This is the 2nd installment of the "Getting Started" series, and the audience is the user who is new to the SG Procedures. It is quite possible that an experienced users may also find some useful nuggets here.
One of the most popular and useful graph types is the Bar Chart. The SGPLOT procedure supports many types of bar charts, each suitable for some specific use case. Today, we will discuss the most common type, the venerable VBAR statement. In this article I will show you many small examples of bar charts with increasing information.
Let us start with the most basic case, as shown on the right. This graph shows the frequency or counts by category with default settings. Click on the graph for a higher resolution image. The SGPLOT code needed to create is very simple, as shown below.
title 'Counts by Type';
proc sgplot data=sashelp.cars;
vbar type;
run;
The graph above is rendered to the LISTING destination with default style and default setting for the axes.
The graph on the right shows the mean of city mileage by type. The title already mentions "Mileage by Type", so there is no need to repeat that information as the label of the x-axis.

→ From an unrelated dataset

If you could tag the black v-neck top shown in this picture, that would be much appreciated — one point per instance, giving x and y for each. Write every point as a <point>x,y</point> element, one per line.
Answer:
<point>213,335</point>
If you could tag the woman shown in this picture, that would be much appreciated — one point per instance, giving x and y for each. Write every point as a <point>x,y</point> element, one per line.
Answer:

The label is suppressed by the x-axis option.
title 'Mileage by Type';
proc sgplot data=sashelp.cars;
vbar type / response=mpg_city stat=mean
barwidth=0.6 fillattrs=graphdata2;
xaxis display=(nolabel);
run;
Note, we have specified RESPONSE=mpg_city, with STAT=MEAN. This has to be set as the default STAT is SUM, and there is no point in viewing the sum of the mileage of all cars of one type. Also, we have set BARWIDTH=0.6 and set the bar attributes to GRAPHDATA2 for a change of pace.

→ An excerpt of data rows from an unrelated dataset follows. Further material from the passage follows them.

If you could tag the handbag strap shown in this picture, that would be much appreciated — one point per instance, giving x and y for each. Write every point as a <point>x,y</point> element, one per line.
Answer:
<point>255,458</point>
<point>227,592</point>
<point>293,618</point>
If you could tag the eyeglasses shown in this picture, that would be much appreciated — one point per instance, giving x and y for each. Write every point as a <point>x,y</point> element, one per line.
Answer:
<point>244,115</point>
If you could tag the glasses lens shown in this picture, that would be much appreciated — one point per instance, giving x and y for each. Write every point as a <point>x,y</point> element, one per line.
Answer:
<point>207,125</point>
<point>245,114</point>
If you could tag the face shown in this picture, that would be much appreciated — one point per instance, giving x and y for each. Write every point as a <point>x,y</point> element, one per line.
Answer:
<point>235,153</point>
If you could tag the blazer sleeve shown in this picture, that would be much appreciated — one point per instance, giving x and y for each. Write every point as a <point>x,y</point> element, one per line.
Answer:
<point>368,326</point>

Next, we create a bar chart of mean mileage by type, with display of the 95% confidence limits. A legend is automatically created by the procedure to display the two items in the graph. Also note, I have used GRAPHDATA4 for the bar attributes, and removed the display of the baseline to clean up the display.
title 'Mileage by Type';
proc sgplot data=sashelp.cars;
vbar type / response=mpg_city stat=mean
barwidth=0.6
fillattrs=graphdata4 limits=both
baselineattrs=(thickness=0);
xaxis display=(nolabel);
run;
The graph on the right shows the mean mileage by type, using options to create a different look and feel. We have also displayed the response value for each bar at the top. A decorative skin is used to make the bars aesthetically pleasing using DATASKIN=matte.

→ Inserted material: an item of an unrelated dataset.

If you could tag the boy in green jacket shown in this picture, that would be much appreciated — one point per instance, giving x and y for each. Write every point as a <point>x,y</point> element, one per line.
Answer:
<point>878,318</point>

In this graph I have suppressed the border around the data area. The axis lines and ticks are removed and y-axis grids are added. This results in a clean graph as shown on the right. Click on the graph for a higher resolution image.
title 'Mileage by Type';
proc sgplot data=sashelp.cars noborder;
format mpg_city 4.1;
vbar type / response=mpg_city stat=mean
datalabel dataskin=matte
baselineattrs=(thickness=0)
fillattrs=(color=&softgreen);
xaxis display=(nolabel noline noticks);
yaxis display=(noline noticks) grid;
run;
Now, let us add a group classifier using the GROUP=variable option. The SGPLOT procedure summarizes the response data by category and group. Values for each group are stacked for each category, creating a stacked bar chart as shown on the right.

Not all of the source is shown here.